Martin Arndt sammelt im Auftrag der Stadt Erinnerungen an die Gewaltausbrüche des Sommers 1992
Seit 2015 bauen Sie im Rahmen eines von der Stadt finanzierten Projekts ein Archiv zu den Ausschreitungen vor dem »Sonnenblumenhaus« vor 25 Jahren auf. Was sind die Archivalien?
Den Ausgangspunkt bildeten kleine, private »Archive« von Bürgerinnen und
Bürgern, die damals gesammelt haben, was ihnen in die Hände kam - das
sind natürlich zunächst oft Mediendokumente, schwerpunktmäßig aus den
lokalen Zeitungen. Die Flugblätter, die damals von den Rechten in Umlauf
gebracht wurden und die von der Gegenseite. Wir haben alle Unterlagen
aus dem damaligen Alternativen Jugendzentrum übernommen, darunter ist
eine zeitgenössische Chronologie der der Ereignisse, die natürlich auch
viele Details enthält, die man im Nachhinein ansonsten vergisst.
Das ist »deutsches« Material. Mai-Phuong Kollath vom Sprecherrat der Migrantenorganisationen im Land hat kürzlich gesagt, man müsse den Betroffenen mehr zuhören.
Es gehört zu den Zielen unseres Projekts, die Perspektiven der
Betroffenen rekonstruieren zu helfen. Dazu gibt es bereits Ansätze. Vor
fünf Jahren hat etwa die Heinrich-Böll-Stiftung eine Reihe von
Zeitzeugeninterviews aufgezeichnet, mit damaligen Bewohnern des Heims
für vietnamesische Vertragsarbeiter, zum Beispiel auch mit Wolfgang
Richter, dem damaligen Ausländerbeauftragten der Stadt, der ja im
»Sonnenblumenhaus« war, während es angegriffen wurde, und mit
Gegenaktivisten. Während viele vietnamesische Zeitzeugen noch in der
Stadt sind und mit dem nach den Ereignissen gegründeten Verein Diên Hông
auch eine Adresse haben, ist es sehr schwierig, Stimmen der damaligen
Roma-Flüchtlinge zu finden, gegen die sich die rassistische Mobilmachung
zuerst gerichtet hatte. Viele von diesen kamen aus Rumänien und wurden
nach dem entsprechenden Abkommen vom September 1992 zurückgebracht. Ihre
individuellen Blickwinkel sind bisher tatsächlich ein blinder Fleck.
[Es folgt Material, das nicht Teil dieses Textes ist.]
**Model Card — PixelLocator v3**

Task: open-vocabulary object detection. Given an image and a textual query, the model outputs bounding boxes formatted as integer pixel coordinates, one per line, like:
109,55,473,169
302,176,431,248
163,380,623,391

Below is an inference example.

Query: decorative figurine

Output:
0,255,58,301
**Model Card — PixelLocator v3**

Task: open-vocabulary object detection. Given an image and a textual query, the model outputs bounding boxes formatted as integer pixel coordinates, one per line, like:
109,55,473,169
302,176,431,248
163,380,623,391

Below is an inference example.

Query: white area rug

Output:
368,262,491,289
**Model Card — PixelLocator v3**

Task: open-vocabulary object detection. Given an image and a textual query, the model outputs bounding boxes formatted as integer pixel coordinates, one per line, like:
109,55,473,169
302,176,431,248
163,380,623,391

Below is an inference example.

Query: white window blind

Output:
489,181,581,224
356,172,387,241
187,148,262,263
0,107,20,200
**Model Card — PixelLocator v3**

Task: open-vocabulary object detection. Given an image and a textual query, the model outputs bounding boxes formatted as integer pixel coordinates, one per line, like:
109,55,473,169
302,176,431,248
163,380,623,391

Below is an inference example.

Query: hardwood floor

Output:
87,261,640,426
Immerhin spielen Roma als Gruppe inzwischen eine größere Rolle in der
Erinnerung. Am Dienstagabend wird mit Romani Rose vom Zentralrat der
Sinti und Roma erstmals ein Vertreter der Roma an einer
Gedenkveranstaltung teilnehmen.
Haben Sie Kontakt zu »Tätern«, zu Leuten, die damals dabeistanden und das nun vielleicht bereuen?
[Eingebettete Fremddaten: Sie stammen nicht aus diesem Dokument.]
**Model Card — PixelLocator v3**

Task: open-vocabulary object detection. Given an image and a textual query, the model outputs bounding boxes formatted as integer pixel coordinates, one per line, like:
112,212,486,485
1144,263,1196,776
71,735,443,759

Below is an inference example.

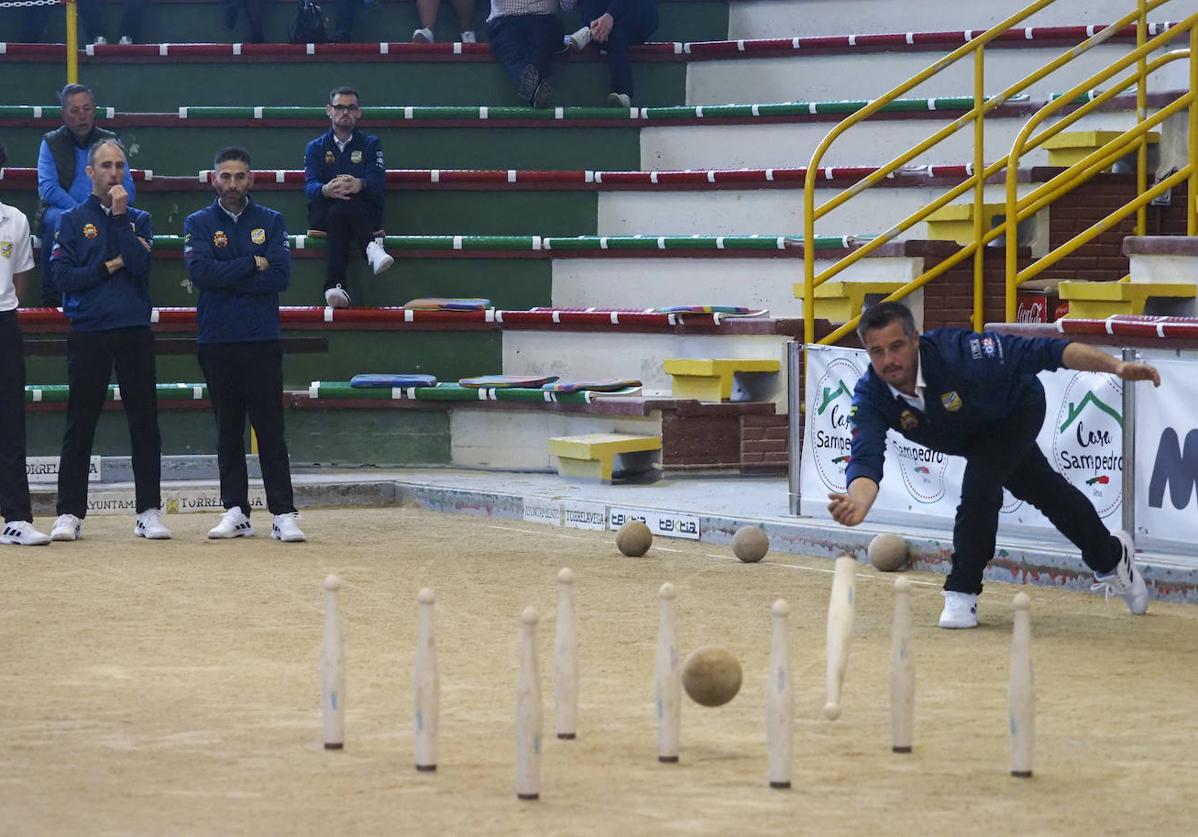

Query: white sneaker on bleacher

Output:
0,520,50,546
208,505,254,540
366,241,395,276
50,515,83,540
325,285,350,308
271,511,308,544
Tatsächlich haben sich zwei Personen bei uns gemeldet, die damals
ungefähr eine solche Rolle gespielt haben. Bisher haben wir es noch
nicht geschafft, uns mit diesen Zeitzeugen hinzusetzen und ausführliche
Interviews zu führen, aber auch das gehört auch zu den Zielen unseres
Projekts. Unsere Finanzierung läuft noch ein Jahr, so dass ich hoffe,
dass das möglich sein wird.
Welche Rolle spielt »Lichtenhagen« inzwischen in der Stadt? Haben die Vorfälle einen festen Platz in ihrem öffentlichen Gedächtnis?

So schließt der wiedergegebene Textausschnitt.